The OECD aim to replicate this tool in European Roads and deliver the following benefits:

  • Benchmarking, identification and evaluation of best practice in the whole-life delivery of new infrastructure (including across delivery models and across jurisdictions);
  • Enduring post completion review tool, along with longitudinal data and trends in costs and performance;
  • Identification of delivery “turning points” i.e. the point at which additional spending delivers disproportionally more performance and the point at which reduced spending delivers disproportionally less performance. In other words, the points that depict the potential frontier of improvement in Value-for-Money; and
  • Advancing the design and cost management of new infrastructure through synchronizing design and cost. Currently, cost follows design or design follows cost, when advancing value for money demands that adjustments in the design/performance and corresponding changes in cost are developed and considered in a simultaneous fashion.

In the second initiative, the OECD are working with Associate Professor Adrian Bridge to develop a procurement decision making tool into a new “Procurement Design Assessment System” to apply across the OECD’s 36 member countries around the world.
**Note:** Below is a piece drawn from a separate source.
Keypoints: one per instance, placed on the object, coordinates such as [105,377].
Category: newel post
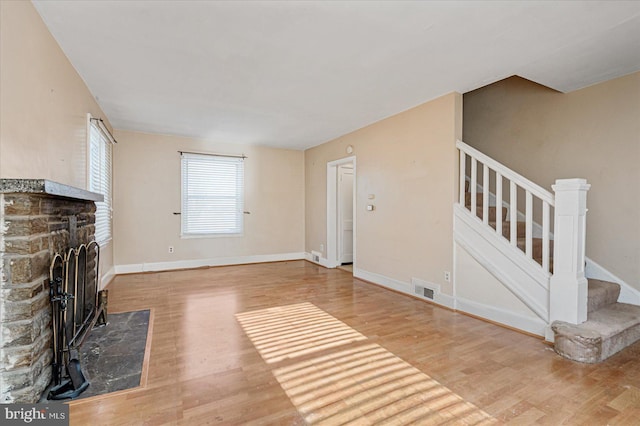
[568,286]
The procurement decision making tool addresses sub-optimal procurement decision-making in new major infrastructure projects – in order to achieve better Value-for-Money through their procurement and delivery. It was developed and empirically tested in a completed Australian Research Council grant (2009-2014) led by Associate Professor Adrian Bridge. This tool is cited by Australian’s Productivity Commission and is being live trialed by Infrastructure Australia to deliver the following benefits:

  • Based on the empirical evidence of $32 billion road and health projects used to develop and test the tool, we estimate the tool will double the chance the government delivers appreciably superior Value-for-Money, in contrast to using current procurement practice;
  • Based on scaling-up the likely cost savings the tool would have delivered – in relation to those projects studied in the above empirical sample, we estimate the model will save governments tens of billions of dollars in each $100 billion spent on infrastructure; and
  • A transparent approach to arriving at the procurement decision.

Further details of this tool are available at: https://eprints.qut.edu.au/76520/.

The presentation “The Procurement Design Assessment System: the roadmap towards it”,  made to the OECD by Dr Dejan Makovsek of the International Transport Forum and Associate Professor Adrian Bridge, is available at https://www.itf-oecd.org/private-investment-infrastructure and on Youtube.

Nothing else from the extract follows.